“Não existe amor não correspondido, é sempre uma das partes que está equivocada”. Amor é resultante de uma afinidade “química” para dizer o mínimo. Já a viabilidade e a qualidade da relação vão depender de fatores culturais e do preparo das personalidades envolvidas. Se a outra pessoa não quer, de duas uma:

1- A pessoa que não quer, PERCEBEU que não há a afinidade “química” e por isso não quer viver algo que não existe, o equivocado aí é quem quer. Pode estar projetando, por exemplo.
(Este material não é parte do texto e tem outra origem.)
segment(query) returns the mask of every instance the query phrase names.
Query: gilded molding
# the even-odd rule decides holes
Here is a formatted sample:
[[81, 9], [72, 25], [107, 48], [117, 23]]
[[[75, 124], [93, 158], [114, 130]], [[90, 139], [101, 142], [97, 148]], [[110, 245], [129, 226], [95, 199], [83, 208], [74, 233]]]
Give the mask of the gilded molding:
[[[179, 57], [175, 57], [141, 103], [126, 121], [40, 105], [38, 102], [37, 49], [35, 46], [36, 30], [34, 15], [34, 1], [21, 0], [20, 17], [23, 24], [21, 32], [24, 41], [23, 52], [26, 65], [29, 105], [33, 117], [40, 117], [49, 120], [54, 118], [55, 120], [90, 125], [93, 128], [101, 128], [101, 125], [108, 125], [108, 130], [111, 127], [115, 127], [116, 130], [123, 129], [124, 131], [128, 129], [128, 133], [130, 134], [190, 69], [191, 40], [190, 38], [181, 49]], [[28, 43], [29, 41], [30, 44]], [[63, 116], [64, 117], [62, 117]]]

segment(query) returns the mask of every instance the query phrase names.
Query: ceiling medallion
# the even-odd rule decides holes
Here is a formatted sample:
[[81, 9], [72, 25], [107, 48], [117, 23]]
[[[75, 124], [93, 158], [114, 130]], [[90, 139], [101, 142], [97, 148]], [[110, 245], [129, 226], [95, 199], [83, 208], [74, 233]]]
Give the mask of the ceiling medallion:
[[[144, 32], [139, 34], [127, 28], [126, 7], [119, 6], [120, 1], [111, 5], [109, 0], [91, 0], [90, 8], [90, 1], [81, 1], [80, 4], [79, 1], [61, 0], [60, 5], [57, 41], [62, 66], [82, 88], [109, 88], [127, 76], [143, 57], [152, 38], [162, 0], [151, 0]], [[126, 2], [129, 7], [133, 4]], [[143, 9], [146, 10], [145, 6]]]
2- A pessoa que não quer, NÃO PERCEBEU (ou negou entregar-se a…) um amor que, de fato, existe. Entrou em fuga. O equivocado então seria a pessoa que se nega.

O que fazer nesse caso?

SUGESTÃO:
Sabe-se que enquanto um não quiser, não será possível.
Mas existe uma atitude que pode ajudar. É preciso ter quase o desprendimento de um Mestre Ascencionado para se fazer isso sem cair na insistência, inoportunidade, inconveniência e, por fim, estragar tudo com uma postura irritantemente obsessiva. Com muita sutileza, manter uma proximidade/distância saudável e viver o afeto POSSÍVEL entre os dois. Se for uma amizade, vivê-la, se for um coleguismo, vivê-lo. Desinteressadamente, focado no afeto, sem construir posse ou ansiedade por expectativa, e é aí que entra o tal desprendimento. Uma vez que consciência se dá por contágio, existe a possibilidade de, no convívio, “cair a ficha” para a pessoa que não está percebendo o amor. Aos poucos, a existência da “química” pode se revelar para ela.

Quanto tempo demora isso?

Impossível saber racionalmente. Intuitivamente, desde que em estado de desprendimento, é possível uma percepção aproximada. De qualquer forma, é um excelente treino para aprender a cultivar um amor existente mas ainda não percebido.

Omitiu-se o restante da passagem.